There are lots of reasons to want to keep teens from getting pregnant: Girls who have babies earn less income later in life, they are less likely to finish high school, and they tend to pass along those outcomes to their children. Plus, given the gross racial and economic disparities among teen mothers, it's the kind of thing that tends to make America's inequality problem even worse.

It's also pretty expensive. For the taxpayer. Which means you.

According to a 2003 analysis, 79 percent of U.S. teen mothers receive some sort of public assistance: food stamps, TANF, WIC or housing. Then there are the higher incarceration rates of children born to teens, and the lost tax revenue associated with the reduced earnings that follow from educational underachievement tied to early parenthood. The National Campaign to Prevent Teen and Unplanned Pregnancy just released a total accounting of all the extra money the public spent on teen mothers in 2010, the most recent year for which figures are available: $9.4 billion (which doesn't include any of the costs that might've been incurred by older mothers, like childbirth). Even recognizing that more children generally leads to greater economic activity than fewer children, taxpayers might care about the extra dollars they're having to spend to take care of them.

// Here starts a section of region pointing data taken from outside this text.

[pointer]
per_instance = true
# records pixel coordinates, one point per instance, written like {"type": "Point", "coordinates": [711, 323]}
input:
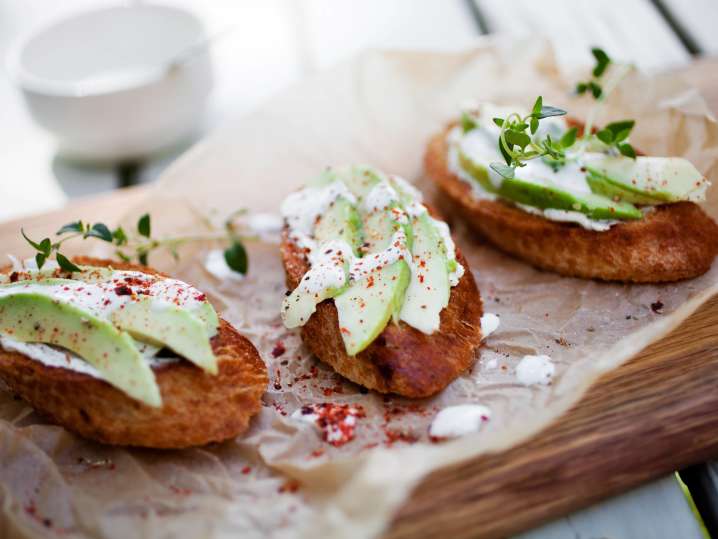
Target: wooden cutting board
{"type": "Point", "coordinates": [655, 414]}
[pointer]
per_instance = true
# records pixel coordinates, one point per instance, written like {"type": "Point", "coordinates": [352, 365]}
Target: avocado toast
{"type": "Point", "coordinates": [603, 216]}
{"type": "Point", "coordinates": [114, 396]}
{"type": "Point", "coordinates": [377, 285]}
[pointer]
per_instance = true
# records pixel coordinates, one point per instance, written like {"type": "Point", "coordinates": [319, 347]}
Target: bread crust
{"type": "Point", "coordinates": [673, 242]}
{"type": "Point", "coordinates": [198, 408]}
{"type": "Point", "coordinates": [402, 359]}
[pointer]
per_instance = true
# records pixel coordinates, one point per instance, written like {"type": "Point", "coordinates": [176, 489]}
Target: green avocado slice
{"type": "Point", "coordinates": [340, 222]}
{"type": "Point", "coordinates": [429, 288]}
{"type": "Point", "coordinates": [168, 326]}
{"type": "Point", "coordinates": [33, 317]}
{"type": "Point", "coordinates": [477, 171]}
{"type": "Point", "coordinates": [550, 197]}
{"type": "Point", "coordinates": [646, 180]}
{"type": "Point", "coordinates": [368, 304]}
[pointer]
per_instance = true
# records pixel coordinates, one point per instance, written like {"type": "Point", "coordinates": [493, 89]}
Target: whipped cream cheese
{"type": "Point", "coordinates": [104, 292]}
{"type": "Point", "coordinates": [333, 263]}
{"type": "Point", "coordinates": [533, 370]}
{"type": "Point", "coordinates": [481, 146]}
{"type": "Point", "coordinates": [302, 208]}
{"type": "Point", "coordinates": [459, 420]}
{"type": "Point", "coordinates": [52, 356]}
{"type": "Point", "coordinates": [489, 323]}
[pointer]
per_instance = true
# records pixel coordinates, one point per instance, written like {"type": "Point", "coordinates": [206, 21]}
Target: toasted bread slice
{"type": "Point", "coordinates": [401, 360]}
{"type": "Point", "coordinates": [197, 409]}
{"type": "Point", "coordinates": [673, 242]}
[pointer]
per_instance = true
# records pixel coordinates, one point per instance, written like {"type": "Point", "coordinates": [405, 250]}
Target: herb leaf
{"type": "Point", "coordinates": [502, 170]}
{"type": "Point", "coordinates": [568, 138]}
{"type": "Point", "coordinates": [547, 112]}
{"type": "Point", "coordinates": [602, 61]}
{"type": "Point", "coordinates": [236, 257]}
{"type": "Point", "coordinates": [627, 150]}
{"type": "Point", "coordinates": [77, 226]}
{"type": "Point", "coordinates": [144, 226]}
{"type": "Point", "coordinates": [100, 230]}
{"type": "Point", "coordinates": [119, 236]}
{"type": "Point", "coordinates": [65, 263]}
{"type": "Point", "coordinates": [467, 122]}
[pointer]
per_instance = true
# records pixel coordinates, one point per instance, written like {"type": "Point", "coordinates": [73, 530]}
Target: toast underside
{"type": "Point", "coordinates": [198, 408]}
{"type": "Point", "coordinates": [672, 242]}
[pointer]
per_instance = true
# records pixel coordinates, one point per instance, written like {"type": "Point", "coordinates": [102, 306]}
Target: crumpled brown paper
{"type": "Point", "coordinates": [281, 479]}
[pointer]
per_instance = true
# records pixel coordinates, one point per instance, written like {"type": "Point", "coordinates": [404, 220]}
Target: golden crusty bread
{"type": "Point", "coordinates": [197, 409]}
{"type": "Point", "coordinates": [401, 360]}
{"type": "Point", "coordinates": [673, 242]}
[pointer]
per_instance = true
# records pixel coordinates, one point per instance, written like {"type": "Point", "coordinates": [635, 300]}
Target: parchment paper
{"type": "Point", "coordinates": [281, 479]}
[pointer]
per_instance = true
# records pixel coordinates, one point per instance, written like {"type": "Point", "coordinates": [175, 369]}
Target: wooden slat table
{"type": "Point", "coordinates": [287, 41]}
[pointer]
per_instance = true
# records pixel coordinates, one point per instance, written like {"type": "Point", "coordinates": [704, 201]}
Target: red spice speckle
{"type": "Point", "coordinates": [290, 486]}
{"type": "Point", "coordinates": [123, 290]}
{"type": "Point", "coordinates": [336, 421]}
{"type": "Point", "coordinates": [278, 349]}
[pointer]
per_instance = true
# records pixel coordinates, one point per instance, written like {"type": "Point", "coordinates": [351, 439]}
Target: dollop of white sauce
{"type": "Point", "coordinates": [52, 356]}
{"type": "Point", "coordinates": [216, 265]}
{"type": "Point", "coordinates": [533, 370]}
{"type": "Point", "coordinates": [379, 198]}
{"type": "Point", "coordinates": [302, 209]}
{"type": "Point", "coordinates": [489, 323]}
{"type": "Point", "coordinates": [459, 420]}
{"type": "Point", "coordinates": [481, 145]}
{"type": "Point", "coordinates": [99, 298]}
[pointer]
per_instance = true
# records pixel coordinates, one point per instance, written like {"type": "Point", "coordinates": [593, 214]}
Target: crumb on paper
{"type": "Point", "coordinates": [489, 323]}
{"type": "Point", "coordinates": [533, 370]}
{"type": "Point", "coordinates": [459, 420]}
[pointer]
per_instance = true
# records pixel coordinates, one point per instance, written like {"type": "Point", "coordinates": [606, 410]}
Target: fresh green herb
{"type": "Point", "coordinates": [467, 122]}
{"type": "Point", "coordinates": [594, 85]}
{"type": "Point", "coordinates": [137, 246]}
{"type": "Point", "coordinates": [615, 135]}
{"type": "Point", "coordinates": [518, 146]}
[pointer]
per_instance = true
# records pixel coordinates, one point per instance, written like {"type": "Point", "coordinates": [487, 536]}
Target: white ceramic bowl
{"type": "Point", "coordinates": [118, 120]}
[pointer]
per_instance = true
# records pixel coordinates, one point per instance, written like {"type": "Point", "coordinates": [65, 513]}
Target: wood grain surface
{"type": "Point", "coordinates": [657, 413]}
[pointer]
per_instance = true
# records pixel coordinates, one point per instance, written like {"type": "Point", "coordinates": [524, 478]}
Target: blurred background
{"type": "Point", "coordinates": [267, 45]}
{"type": "Point", "coordinates": [263, 47]}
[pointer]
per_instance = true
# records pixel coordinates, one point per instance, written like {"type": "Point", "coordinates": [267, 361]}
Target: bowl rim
{"type": "Point", "coordinates": [27, 81]}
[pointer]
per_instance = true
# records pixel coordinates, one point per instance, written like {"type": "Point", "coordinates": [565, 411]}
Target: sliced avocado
{"type": "Point", "coordinates": [340, 222]}
{"type": "Point", "coordinates": [359, 179]}
{"type": "Point", "coordinates": [477, 171]}
{"type": "Point", "coordinates": [32, 317]}
{"type": "Point", "coordinates": [339, 226]}
{"type": "Point", "coordinates": [429, 288]}
{"type": "Point", "coordinates": [168, 326]}
{"type": "Point", "coordinates": [647, 180]}
{"type": "Point", "coordinates": [549, 196]}
{"type": "Point", "coordinates": [368, 304]}
{"type": "Point", "coordinates": [617, 191]}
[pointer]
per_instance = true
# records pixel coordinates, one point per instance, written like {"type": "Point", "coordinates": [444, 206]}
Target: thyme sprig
{"type": "Point", "coordinates": [518, 143]}
{"type": "Point", "coordinates": [595, 84]}
{"type": "Point", "coordinates": [137, 244]}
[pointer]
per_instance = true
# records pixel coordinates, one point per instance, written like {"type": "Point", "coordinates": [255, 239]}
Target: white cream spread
{"type": "Point", "coordinates": [217, 266]}
{"type": "Point", "coordinates": [104, 292]}
{"type": "Point", "coordinates": [533, 370]}
{"type": "Point", "coordinates": [459, 420]}
{"type": "Point", "coordinates": [52, 356]}
{"type": "Point", "coordinates": [302, 208]}
{"type": "Point", "coordinates": [481, 146]}
{"type": "Point", "coordinates": [333, 263]}
{"type": "Point", "coordinates": [489, 323]}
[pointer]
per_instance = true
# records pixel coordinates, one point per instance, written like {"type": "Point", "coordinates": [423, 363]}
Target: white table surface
{"type": "Point", "coordinates": [279, 41]}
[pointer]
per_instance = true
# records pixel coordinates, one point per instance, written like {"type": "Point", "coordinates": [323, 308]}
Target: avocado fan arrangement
{"type": "Point", "coordinates": [380, 339]}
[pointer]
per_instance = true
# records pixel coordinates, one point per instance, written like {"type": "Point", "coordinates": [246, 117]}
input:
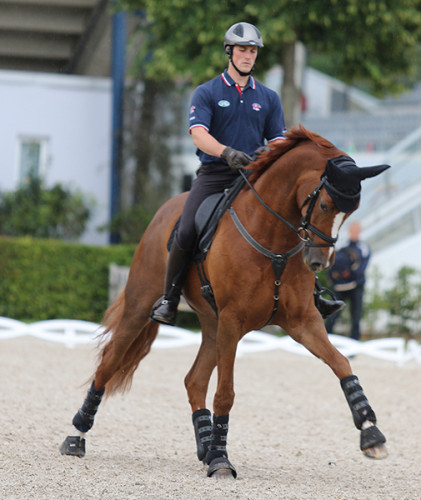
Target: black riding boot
{"type": "Point", "coordinates": [165, 309]}
{"type": "Point", "coordinates": [326, 307]}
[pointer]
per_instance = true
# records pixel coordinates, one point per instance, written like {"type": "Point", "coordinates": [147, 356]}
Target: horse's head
{"type": "Point", "coordinates": [329, 205]}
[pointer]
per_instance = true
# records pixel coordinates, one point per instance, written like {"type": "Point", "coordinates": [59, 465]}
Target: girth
{"type": "Point", "coordinates": [279, 261]}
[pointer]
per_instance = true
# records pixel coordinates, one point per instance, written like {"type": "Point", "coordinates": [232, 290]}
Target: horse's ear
{"type": "Point", "coordinates": [366, 172]}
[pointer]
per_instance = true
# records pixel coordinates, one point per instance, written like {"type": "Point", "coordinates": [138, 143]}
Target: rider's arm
{"type": "Point", "coordinates": [204, 141]}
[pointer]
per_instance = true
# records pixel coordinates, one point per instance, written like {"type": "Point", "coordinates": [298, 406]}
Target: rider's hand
{"type": "Point", "coordinates": [235, 159]}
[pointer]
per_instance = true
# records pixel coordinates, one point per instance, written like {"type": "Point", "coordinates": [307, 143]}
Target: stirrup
{"type": "Point", "coordinates": [164, 311]}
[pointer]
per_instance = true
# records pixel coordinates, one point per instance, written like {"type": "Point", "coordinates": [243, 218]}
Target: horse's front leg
{"type": "Point", "coordinates": [197, 382]}
{"type": "Point", "coordinates": [316, 340]}
{"type": "Point", "coordinates": [217, 457]}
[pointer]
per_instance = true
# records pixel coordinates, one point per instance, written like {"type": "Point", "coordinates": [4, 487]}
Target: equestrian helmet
{"type": "Point", "coordinates": [243, 34]}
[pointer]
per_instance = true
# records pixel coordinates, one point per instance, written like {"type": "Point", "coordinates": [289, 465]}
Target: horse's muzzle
{"type": "Point", "coordinates": [315, 259]}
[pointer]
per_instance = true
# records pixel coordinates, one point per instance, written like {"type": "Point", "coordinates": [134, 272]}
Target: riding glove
{"type": "Point", "coordinates": [261, 150]}
{"type": "Point", "coordinates": [235, 159]}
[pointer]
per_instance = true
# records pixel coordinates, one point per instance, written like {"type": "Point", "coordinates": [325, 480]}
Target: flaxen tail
{"type": "Point", "coordinates": [130, 344]}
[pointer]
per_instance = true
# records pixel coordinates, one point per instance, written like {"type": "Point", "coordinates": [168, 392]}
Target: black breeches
{"type": "Point", "coordinates": [207, 182]}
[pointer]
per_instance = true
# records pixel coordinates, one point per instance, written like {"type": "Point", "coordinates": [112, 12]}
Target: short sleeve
{"type": "Point", "coordinates": [275, 126]}
{"type": "Point", "coordinates": [200, 114]}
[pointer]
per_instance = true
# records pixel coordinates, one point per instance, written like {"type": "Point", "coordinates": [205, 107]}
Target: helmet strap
{"type": "Point", "coordinates": [242, 73]}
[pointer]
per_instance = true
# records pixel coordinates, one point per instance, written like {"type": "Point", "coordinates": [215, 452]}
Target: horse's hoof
{"type": "Point", "coordinates": [372, 443]}
{"type": "Point", "coordinates": [378, 452]}
{"type": "Point", "coordinates": [74, 446]}
{"type": "Point", "coordinates": [221, 468]}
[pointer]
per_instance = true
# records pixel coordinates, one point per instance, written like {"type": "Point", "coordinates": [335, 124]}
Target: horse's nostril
{"type": "Point", "coordinates": [316, 266]}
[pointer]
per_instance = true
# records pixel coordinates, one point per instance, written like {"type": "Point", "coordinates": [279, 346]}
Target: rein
{"type": "Point", "coordinates": [305, 225]}
{"type": "Point", "coordinates": [279, 261]}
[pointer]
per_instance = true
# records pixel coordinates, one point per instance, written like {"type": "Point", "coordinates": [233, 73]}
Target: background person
{"type": "Point", "coordinates": [348, 278]}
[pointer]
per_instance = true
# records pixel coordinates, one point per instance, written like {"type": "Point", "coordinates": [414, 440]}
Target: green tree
{"type": "Point", "coordinates": [33, 210]}
{"type": "Point", "coordinates": [373, 41]}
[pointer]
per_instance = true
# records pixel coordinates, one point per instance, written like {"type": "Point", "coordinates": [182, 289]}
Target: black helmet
{"type": "Point", "coordinates": [243, 34]}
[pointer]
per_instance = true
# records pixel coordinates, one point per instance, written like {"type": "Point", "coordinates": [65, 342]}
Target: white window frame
{"type": "Point", "coordinates": [43, 143]}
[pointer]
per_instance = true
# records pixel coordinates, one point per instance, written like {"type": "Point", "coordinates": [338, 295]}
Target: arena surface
{"type": "Point", "coordinates": [291, 432]}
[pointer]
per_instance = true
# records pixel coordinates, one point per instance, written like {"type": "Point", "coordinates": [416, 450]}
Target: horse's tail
{"type": "Point", "coordinates": [132, 350]}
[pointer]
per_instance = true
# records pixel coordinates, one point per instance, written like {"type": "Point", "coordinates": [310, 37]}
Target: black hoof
{"type": "Point", "coordinates": [221, 468]}
{"type": "Point", "coordinates": [74, 446]}
{"type": "Point", "coordinates": [371, 437]}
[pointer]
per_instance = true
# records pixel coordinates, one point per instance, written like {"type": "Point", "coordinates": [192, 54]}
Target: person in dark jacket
{"type": "Point", "coordinates": [348, 278]}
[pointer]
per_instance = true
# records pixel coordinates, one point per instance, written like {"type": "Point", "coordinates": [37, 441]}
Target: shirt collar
{"type": "Point", "coordinates": [230, 82]}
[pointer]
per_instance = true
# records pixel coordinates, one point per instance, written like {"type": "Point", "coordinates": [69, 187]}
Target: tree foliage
{"type": "Point", "coordinates": [373, 41]}
{"type": "Point", "coordinates": [33, 210]}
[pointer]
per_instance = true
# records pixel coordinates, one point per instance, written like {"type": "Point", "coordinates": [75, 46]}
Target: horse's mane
{"type": "Point", "coordinates": [293, 138]}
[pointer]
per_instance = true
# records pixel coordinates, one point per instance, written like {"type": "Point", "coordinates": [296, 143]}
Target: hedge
{"type": "Point", "coordinates": [49, 279]}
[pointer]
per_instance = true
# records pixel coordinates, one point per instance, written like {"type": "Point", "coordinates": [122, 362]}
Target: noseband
{"type": "Point", "coordinates": [305, 226]}
{"type": "Point", "coordinates": [279, 261]}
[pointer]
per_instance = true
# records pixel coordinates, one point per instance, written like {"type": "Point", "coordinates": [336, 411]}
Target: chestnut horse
{"type": "Point", "coordinates": [279, 231]}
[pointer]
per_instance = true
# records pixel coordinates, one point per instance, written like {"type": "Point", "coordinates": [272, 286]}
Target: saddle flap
{"type": "Point", "coordinates": [211, 210]}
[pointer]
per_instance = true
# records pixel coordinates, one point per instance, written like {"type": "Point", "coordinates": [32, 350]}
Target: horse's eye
{"type": "Point", "coordinates": [325, 208]}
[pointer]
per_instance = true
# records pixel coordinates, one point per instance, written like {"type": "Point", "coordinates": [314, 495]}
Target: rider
{"type": "Point", "coordinates": [231, 117]}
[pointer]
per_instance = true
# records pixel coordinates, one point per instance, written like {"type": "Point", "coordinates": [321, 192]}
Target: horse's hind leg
{"type": "Point", "coordinates": [317, 342]}
{"type": "Point", "coordinates": [119, 359]}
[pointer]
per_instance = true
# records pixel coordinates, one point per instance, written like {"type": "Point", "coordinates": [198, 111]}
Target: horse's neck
{"type": "Point", "coordinates": [278, 189]}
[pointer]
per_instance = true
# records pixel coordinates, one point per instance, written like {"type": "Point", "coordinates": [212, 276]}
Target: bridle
{"type": "Point", "coordinates": [305, 226]}
{"type": "Point", "coordinates": [279, 261]}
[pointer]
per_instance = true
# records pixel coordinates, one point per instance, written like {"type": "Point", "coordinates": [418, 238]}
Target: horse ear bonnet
{"type": "Point", "coordinates": [343, 181]}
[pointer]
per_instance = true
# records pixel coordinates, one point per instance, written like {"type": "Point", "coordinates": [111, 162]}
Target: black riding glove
{"type": "Point", "coordinates": [261, 150]}
{"type": "Point", "coordinates": [235, 159]}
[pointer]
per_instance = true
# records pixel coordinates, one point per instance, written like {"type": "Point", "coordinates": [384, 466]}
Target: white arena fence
{"type": "Point", "coordinates": [74, 332]}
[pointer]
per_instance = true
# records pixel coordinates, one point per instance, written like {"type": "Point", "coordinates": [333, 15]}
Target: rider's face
{"type": "Point", "coordinates": [244, 57]}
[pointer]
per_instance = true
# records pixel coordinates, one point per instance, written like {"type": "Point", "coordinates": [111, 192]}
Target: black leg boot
{"type": "Point", "coordinates": [325, 306]}
{"type": "Point", "coordinates": [165, 309]}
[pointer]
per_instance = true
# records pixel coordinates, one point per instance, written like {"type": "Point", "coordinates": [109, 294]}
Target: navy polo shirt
{"type": "Point", "coordinates": [240, 119]}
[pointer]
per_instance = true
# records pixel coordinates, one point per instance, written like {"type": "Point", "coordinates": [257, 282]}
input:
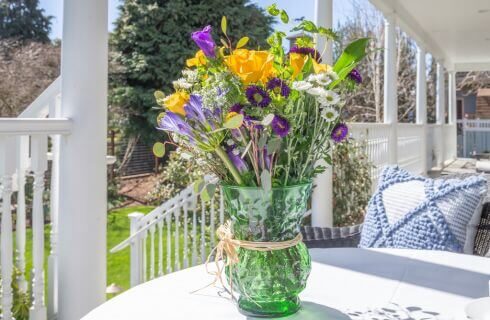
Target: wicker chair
{"type": "Point", "coordinates": [316, 237]}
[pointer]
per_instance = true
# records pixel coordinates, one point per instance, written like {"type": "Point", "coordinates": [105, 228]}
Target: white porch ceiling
{"type": "Point", "coordinates": [457, 31]}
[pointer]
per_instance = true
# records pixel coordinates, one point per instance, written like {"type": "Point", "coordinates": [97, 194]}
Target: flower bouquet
{"type": "Point", "coordinates": [262, 121]}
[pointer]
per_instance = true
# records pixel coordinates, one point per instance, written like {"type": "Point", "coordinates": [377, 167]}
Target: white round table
{"type": "Point", "coordinates": [343, 281]}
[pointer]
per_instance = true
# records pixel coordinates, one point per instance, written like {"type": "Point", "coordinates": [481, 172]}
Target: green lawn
{"type": "Point", "coordinates": [118, 264]}
{"type": "Point", "coordinates": [117, 231]}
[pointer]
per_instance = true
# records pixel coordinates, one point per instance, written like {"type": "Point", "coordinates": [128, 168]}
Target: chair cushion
{"type": "Point", "coordinates": [409, 211]}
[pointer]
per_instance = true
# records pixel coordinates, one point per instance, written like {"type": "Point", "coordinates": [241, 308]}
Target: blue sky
{"type": "Point", "coordinates": [295, 8]}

The good news: That number is falling fast. The last time the National Campaign measured it, in 2008, it was $10.9 billion. The time before that, with 2004 numbers, it was actually less -- at $9.1 billion -- but that's because per-person costs of things like prison time and health care have gone up. So it's fair to assume that had the teen pregnancy rate itself not declined markedly over the same period, the cost to taxpayers would have been even higher.

(Pew Research Center)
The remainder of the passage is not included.